When asOfDate falls strictly inside an open quarter, simulate() separately reports accrued but not yet capitalized interest in accruedSinceLastCapitalization. It is calculated pro rata in calendar days over the theoretical quarterly interest:

accrued = balance x quarterly_rate x elapsed_days / total_days

where balance is units x unitFaceValueEur x currentUnitQuote, quantized to cents with banker’s rounding. This number is a library convention, not a value published by IGCP: IRS withholding is not applied (it only occurs at capitalization). Consumers estimating a “redemption value today” should subtract accrued x IRS themselves.

simulateRedemption() in src/core/redemption.ts computes the payable value of an early redemption (full or partial) while delegating quote math to simulate({ asOfDate: redemptionDate }) so quote cadence remains identical.

Applied rules:

  • Minimum holding period: redemption is only allowed from subscriptionDate + 3 months onward (SeriesMetadata.minimumHoldingMonths, currently 3 for all supported series).
  • Maturity boundary: for series with a finite maturityYears, redemptionDate on or after maturity is not early redemption and is rejected; use simulate() for matured payouts. Séries A and B are perpetual (maturityYears: null): there is no maturity cutoff in simulateRedemption().
  • Payable redemption value: redemptionValue = round(unitsToRedeem x unitFaceValueEur x currentUnitQuote, 2), where currentUnitQuote is the booked quote after the last completed capitalization at redemption date.
  • Accrued between capitalizations: the redeemed slice of accruedSinceLastCapitalization is reported as forfeitedAccruedGross and is not paid at redemption (interest is only paid on capitalization dates).
  • Partial redemption guardrails: unitsToRedeem must be in [1, units], and the residual position must be either 0 (full redemption) or at least the series minUnits.

Reconciliation note: for partial redemptions, round(unitsToRedeem x quote, 2) + round(remainingUnits x quote, 2) can differ from round(units x quote, 2) by one cent due to independent rounding.

simulatePortfolio() models a portfolio as a list of independent subscription cohorts.
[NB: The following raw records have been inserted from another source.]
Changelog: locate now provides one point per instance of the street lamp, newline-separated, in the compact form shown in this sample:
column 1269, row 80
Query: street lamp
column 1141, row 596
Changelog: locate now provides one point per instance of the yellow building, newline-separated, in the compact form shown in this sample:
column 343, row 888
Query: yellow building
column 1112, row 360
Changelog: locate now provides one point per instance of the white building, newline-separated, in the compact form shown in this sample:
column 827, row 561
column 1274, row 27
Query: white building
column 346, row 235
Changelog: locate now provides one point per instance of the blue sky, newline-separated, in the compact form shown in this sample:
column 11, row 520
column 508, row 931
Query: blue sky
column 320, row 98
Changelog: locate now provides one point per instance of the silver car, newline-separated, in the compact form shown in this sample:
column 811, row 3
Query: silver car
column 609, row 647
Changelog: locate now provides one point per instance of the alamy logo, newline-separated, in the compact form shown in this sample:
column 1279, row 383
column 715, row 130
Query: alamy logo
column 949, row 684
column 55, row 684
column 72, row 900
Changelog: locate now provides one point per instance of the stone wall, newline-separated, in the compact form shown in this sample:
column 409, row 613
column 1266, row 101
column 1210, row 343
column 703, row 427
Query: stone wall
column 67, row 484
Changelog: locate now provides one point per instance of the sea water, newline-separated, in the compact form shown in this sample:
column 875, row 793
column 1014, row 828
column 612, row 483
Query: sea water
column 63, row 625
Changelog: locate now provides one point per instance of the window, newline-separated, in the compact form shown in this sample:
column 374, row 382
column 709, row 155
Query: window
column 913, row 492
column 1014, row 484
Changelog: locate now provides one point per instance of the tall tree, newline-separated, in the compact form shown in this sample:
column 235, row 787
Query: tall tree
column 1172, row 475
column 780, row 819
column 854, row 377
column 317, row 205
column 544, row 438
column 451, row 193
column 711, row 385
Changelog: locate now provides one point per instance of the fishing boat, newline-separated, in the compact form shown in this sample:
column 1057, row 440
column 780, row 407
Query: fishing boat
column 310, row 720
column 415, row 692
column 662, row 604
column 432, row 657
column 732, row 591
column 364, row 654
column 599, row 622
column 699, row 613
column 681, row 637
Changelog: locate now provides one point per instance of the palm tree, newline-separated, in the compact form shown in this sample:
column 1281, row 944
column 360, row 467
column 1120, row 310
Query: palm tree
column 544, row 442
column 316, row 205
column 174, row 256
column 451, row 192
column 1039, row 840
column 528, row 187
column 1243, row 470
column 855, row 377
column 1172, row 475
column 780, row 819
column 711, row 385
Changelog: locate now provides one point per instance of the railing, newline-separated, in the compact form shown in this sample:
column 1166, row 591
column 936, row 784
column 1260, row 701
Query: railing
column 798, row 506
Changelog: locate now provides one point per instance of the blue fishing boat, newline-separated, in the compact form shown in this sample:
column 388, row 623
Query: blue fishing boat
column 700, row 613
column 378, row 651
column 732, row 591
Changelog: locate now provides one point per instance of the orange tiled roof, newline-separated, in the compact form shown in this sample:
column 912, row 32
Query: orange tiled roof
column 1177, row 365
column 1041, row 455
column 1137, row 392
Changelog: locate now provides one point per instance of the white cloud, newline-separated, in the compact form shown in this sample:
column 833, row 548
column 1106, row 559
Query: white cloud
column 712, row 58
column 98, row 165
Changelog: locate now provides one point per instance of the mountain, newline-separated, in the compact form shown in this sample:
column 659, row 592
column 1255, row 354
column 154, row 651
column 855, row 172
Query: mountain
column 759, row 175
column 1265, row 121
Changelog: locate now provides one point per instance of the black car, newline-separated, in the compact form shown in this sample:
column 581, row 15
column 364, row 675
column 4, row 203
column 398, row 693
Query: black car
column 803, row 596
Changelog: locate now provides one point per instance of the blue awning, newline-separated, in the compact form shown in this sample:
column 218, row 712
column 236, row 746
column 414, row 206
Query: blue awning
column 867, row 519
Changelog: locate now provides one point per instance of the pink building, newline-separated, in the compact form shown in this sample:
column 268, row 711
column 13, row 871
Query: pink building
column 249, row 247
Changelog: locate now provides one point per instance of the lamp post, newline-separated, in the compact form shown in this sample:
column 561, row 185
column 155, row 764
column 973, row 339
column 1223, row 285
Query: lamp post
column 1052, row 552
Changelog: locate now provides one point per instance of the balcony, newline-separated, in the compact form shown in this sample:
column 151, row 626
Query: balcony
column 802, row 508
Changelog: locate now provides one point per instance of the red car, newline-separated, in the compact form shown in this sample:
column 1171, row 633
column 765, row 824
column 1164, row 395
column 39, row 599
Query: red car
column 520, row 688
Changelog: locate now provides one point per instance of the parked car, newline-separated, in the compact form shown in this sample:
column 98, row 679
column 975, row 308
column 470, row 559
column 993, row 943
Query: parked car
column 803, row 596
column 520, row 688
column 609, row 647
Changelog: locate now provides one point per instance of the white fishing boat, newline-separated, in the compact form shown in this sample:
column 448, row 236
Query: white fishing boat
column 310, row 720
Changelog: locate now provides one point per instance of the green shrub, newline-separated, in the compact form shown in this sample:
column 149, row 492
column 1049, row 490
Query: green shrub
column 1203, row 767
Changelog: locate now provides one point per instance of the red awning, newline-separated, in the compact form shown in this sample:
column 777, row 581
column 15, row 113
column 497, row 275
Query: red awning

Each top-up is represented as a new row, even when it has the same series and the same subscription date as an existing row.

Applied rules:

  • Each cohort is simulated through simulate() using the same portfolio-level asOfDate.
  • The units cap is enforced per series by summing all rows in that series (assumption: one Conta Aforro per series).
  • Portfolio aggregation sums already-cent-quantized cohort fields (currentValueNet, totalInterestNet, totalIrsWithheld, and related totals).

Because totals are built from direct sums of quantized cohort values, every PortfolioResult.total* field reconciles exactly with the corresponding sum over PortfolioResult.cohorts[].

simulate() validates inputs with Zod, reading limits from the selected series’ SeriesMetadata, before any calculation. It throws when:

  • subscriptionDate falls outside the series’ subscription window:
    • Série A: between 1960-01-01 (fixing guard) and 1986-06-30 (closed to new subscriptions);
    • Série B: between 1986-07-01 and 2008-01-25 (closed to new subscriptions);
    • Série F: strictly from 2023-06-01;
    • Série D: between 2015-02-01 and 2017-10-31 (closed to new subscriptions);
    • Série E: between 2017-11-01 and 2023-06-01 (closed to new subscriptions);
  • units falls outside the series’ [minUnits, maxUnits] range:
    • Série F: [100, 100000];
    • Séries A, B, D, and E: [100, 250000];
  • asOfDate < subscriptionDate.

For series with finite maturity, after subscriptionDate + maturityYears (15 years for Série F, 10 years for Séries C, D, and E), the loop stops at maturity and the result returns matured: true with maturityDate populated. Séries A and B stay active: matured remains false and maturityDate is null (with a safety cap on simulated quarters to bound work).